We first consider Cardinium (figure 1a–e). This symbiont has very different prevalences in the two major arthropod groups, namely Chelicerata: mites, ticks, spiders and relatives, and Mandibulata: mainly insects, but also wingless hexapods, crustaceans and myriapods [3,21], so we consider these two groups separately.

For Cardinium infection in Mandibulata (figure 1b,c and table 1a), there is a clear trend for increasing infection with temperature (figure 1c). This is confirmed by a regression analysis (figure 1b and table 1a). Temperature remained a significant predictor of prevalence when we allowed for an effect of climatic zone, by estimating a typical prevalence level for each of the five higher-level Köppen climates (‘K5’ in table 1a), and when we allowed for systematic differences between all finer-grained Köppen climates (‘K31’ in table 1a). Furthermore, the effects of temperature increased when we removed the subset of populations with imprecisely specified locations, where the temperature estimates are least certain (see electronic supplementary material, appendix and table S4a). The improvement in fit due to the Köppen categories suggests that elements of climate, other than temperature, might predict prevalence. This was confirmed by a permutation test, which showed that much smaller improvements were seen in equally large models, but with the Köppen climate labels permuted randomly among the sampled populations (permutation p-value <10−4; see electronic supplementary material, appendix S1).
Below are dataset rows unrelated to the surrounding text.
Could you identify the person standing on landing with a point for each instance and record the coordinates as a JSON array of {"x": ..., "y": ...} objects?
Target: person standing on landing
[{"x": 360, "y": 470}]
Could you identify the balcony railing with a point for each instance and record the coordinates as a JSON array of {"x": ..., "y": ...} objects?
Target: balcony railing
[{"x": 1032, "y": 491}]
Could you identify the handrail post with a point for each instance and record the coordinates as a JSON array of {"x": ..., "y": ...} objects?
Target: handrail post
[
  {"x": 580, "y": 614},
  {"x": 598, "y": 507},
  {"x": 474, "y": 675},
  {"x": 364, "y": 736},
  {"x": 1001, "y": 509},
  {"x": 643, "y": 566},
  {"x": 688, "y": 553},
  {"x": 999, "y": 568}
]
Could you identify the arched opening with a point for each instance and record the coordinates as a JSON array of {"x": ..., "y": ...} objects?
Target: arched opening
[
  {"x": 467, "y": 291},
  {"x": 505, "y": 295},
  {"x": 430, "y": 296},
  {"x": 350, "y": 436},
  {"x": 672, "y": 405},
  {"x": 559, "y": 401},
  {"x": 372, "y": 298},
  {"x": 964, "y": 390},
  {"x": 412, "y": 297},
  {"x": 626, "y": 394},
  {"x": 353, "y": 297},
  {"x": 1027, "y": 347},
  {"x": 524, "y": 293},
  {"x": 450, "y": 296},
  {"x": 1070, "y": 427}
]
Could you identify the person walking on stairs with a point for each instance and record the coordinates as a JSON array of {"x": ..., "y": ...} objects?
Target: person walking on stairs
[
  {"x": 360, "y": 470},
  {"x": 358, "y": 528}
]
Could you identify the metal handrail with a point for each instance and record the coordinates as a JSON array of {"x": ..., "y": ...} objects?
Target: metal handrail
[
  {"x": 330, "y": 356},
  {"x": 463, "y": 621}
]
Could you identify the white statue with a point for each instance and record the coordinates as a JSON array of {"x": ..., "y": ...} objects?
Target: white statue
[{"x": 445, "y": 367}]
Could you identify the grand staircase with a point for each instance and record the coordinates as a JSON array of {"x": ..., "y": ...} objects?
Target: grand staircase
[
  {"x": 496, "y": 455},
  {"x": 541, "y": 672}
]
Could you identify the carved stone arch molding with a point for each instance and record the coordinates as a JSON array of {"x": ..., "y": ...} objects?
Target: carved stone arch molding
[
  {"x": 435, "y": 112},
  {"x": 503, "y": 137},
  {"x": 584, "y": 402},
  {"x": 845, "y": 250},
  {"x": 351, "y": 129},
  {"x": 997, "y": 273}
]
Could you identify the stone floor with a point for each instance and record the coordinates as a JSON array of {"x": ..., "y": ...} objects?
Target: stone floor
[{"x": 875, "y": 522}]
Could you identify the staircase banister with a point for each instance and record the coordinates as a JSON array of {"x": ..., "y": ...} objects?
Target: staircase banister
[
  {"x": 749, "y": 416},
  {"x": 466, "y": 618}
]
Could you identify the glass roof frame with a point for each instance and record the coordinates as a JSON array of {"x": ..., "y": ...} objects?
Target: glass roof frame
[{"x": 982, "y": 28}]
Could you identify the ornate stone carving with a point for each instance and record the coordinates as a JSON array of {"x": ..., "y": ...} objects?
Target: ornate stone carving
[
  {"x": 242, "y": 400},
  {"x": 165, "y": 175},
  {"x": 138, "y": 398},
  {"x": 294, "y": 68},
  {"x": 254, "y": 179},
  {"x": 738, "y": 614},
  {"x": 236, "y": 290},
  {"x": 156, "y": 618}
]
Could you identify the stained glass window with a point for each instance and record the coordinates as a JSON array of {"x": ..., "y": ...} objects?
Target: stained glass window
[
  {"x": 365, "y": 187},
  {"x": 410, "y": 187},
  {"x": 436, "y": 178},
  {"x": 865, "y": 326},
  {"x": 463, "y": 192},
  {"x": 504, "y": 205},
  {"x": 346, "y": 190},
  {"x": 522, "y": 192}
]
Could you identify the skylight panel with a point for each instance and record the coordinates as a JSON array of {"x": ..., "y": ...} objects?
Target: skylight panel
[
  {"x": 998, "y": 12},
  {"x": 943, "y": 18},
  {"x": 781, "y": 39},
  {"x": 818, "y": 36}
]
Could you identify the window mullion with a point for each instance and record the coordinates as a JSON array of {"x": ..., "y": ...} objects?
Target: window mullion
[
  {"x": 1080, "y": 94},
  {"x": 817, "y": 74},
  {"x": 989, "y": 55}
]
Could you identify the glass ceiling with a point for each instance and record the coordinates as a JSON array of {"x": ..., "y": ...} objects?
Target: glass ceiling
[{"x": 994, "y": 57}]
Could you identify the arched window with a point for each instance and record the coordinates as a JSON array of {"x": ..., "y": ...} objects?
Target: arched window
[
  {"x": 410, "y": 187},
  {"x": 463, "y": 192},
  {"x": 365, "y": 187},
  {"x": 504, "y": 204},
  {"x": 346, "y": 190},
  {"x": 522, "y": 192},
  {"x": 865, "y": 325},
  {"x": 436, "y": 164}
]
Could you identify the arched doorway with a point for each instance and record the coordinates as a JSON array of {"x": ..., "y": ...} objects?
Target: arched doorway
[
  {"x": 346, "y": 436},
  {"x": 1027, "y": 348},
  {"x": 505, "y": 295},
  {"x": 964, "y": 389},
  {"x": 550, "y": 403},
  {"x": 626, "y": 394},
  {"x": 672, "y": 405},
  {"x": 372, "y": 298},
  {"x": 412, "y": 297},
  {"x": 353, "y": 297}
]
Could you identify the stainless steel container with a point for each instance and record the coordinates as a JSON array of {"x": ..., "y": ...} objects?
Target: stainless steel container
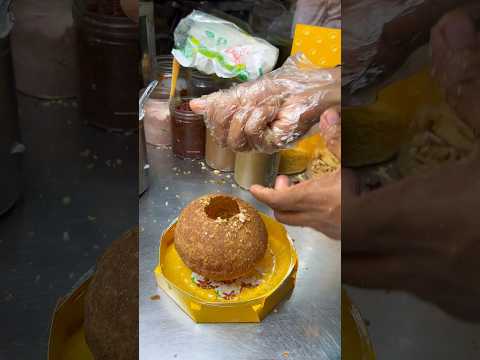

A major caveat to these results is the highly unrepresentative taxonomy in our database (see electronic supplementary material, figure S1 and table S2). For example, over half of the individuals sampled (6127/11 755), and three-quarters of those infected (1596/2070) are Hemiptera (true bugs). Nevertheless, the effect of temperature remained when we removed all Hemiptera from the dataset, and when we considered Hemiptera alone (electronic supplementary material, table S2). Furthermore, the same trend (albeit non-significant) is evident in the two best-sampled hemipteran groups, namely Sternorrhynca (aphids, whiteflies and relatives) and Fulgoromorpha (planthoppers). Together, then, our results suggest that both temperature, and other features of climate have predictable effects on levels of Cardinium infection in the Mandibulata.

For Wolbachia in Mandibulata (figure 1g,h and table 1b), the results are quite different. Here, there is a significant tendency for colder climates to harbour higher-prevalence infections (table 1b). However, this effect is very small (an increase in temperature from 0 to 10°C only decreases expected mean prevalence from 42 to 40%), and not robust to removing populations with imprecisely reported locations (electronic supplementary material, table S4). Nevertheless, similar effects appear in multiple taxonomic groups. As shown in electronic supplementary material, table S2 and figure S4, a negative effect of temperature is found in 4/6 of highly sampled insect orders: Coleoptera, Hymenoptera, Hemiptera and Orthoptera, and in pooled data from the remaining, sparsely sampled groups. The same trend was also seen in mosquitoes (Diptera: Culicidae), and in the remainder of the Diptera, though not in the well-sampled Lepidoptera.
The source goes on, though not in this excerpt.